The first technique is to recognize polymorphic
malware that are encrypted and that self-decrypt before launching the
attacks in network traffic. We propose a new
approach that combines static analysis and instruction emulation
techniques to more accurately identify the starting location and
instructions of the decryption routine, which is characteristic of
such malware, even if self-modifying code is used. This method has
been implemented and tested on current polymorphic exploits,
including ones generated by state-of-the-art polymorphic engines.
All exploits have been detected (i.e., a 100% detection rate),
including those for which the decryption routine is dynamically
coded or self-modifying. The method has also been tested on benign
network traffic and Windows executables. The false positive rates are
approximately .0002% and .01% for these two categories, respectively.
Running time is approximately linear in the size of the network
payload being analyzed and is between 1 and 2 MB/s.

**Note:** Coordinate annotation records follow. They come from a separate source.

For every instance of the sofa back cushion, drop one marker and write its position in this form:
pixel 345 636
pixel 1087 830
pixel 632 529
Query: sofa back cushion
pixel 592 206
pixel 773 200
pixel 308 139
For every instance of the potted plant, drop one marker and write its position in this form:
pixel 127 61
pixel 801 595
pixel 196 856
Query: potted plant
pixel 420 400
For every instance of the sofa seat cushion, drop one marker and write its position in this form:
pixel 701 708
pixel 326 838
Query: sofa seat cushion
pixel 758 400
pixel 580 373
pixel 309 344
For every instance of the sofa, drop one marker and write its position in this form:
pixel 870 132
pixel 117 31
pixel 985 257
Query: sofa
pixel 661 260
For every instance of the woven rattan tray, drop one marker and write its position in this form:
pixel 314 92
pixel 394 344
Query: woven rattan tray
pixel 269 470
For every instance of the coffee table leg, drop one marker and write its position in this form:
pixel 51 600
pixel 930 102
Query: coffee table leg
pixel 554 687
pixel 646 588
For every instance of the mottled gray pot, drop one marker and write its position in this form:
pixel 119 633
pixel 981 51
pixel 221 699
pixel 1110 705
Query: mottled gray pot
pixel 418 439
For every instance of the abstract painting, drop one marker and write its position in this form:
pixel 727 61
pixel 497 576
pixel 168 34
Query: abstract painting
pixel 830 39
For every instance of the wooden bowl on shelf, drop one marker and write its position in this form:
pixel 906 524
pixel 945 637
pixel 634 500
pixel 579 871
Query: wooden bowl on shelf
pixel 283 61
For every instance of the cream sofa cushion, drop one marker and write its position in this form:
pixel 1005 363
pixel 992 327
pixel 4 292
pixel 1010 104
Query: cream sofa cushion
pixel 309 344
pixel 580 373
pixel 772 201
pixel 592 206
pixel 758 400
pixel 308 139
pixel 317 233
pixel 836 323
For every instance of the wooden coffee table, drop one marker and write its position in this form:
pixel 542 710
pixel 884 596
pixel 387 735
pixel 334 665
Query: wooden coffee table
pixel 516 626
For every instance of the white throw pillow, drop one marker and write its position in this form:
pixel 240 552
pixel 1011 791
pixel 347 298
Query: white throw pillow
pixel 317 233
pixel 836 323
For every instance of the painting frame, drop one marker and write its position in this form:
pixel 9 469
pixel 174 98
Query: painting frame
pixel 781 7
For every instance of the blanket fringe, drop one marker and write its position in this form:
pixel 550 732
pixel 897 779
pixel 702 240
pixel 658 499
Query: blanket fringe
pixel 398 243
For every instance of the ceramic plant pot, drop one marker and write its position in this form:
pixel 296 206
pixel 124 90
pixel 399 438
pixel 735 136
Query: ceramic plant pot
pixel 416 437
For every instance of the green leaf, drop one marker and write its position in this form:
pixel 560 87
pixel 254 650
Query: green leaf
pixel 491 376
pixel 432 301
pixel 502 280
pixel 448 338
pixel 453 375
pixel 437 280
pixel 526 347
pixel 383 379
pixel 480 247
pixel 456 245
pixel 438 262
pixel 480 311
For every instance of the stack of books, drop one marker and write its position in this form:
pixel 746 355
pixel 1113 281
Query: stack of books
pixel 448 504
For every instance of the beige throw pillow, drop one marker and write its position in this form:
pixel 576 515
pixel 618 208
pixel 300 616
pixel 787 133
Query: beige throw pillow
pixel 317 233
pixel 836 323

The second technique is a means of recognizing metamorphic
malware which has a transformed program image with equivalent or
updated functionalities. We propose a new approach that uses fully
automated static analysis of executables to summarize and compare
program semantics, based primarily on the pattern of library or
system functions which are called. This method has been prototyped
and evaluated using randomized benchmark programs, instances of
known malware program variants, and utility software available in
multiple releases. The results demonstrate three important
capabilities of the proposed method: (a) it does well at
identifying metamorphic variants of common malware. (b) it
distinguishes easily between programs that are not related and,
(c) it can identify and detect program variations, or code
reuse. Such variations can be due to the insertion of malware (such as
viruses) into the executable of a host program.
The third technique improves
the applicability of a semantic metamorphic malware detector
which is the second technique of this dissertation. We propose an
automated approach to generate common malware behavior patterns for
detection of metamorphic malware or new malware instances. This
method combines static analysis and data-mining techniques.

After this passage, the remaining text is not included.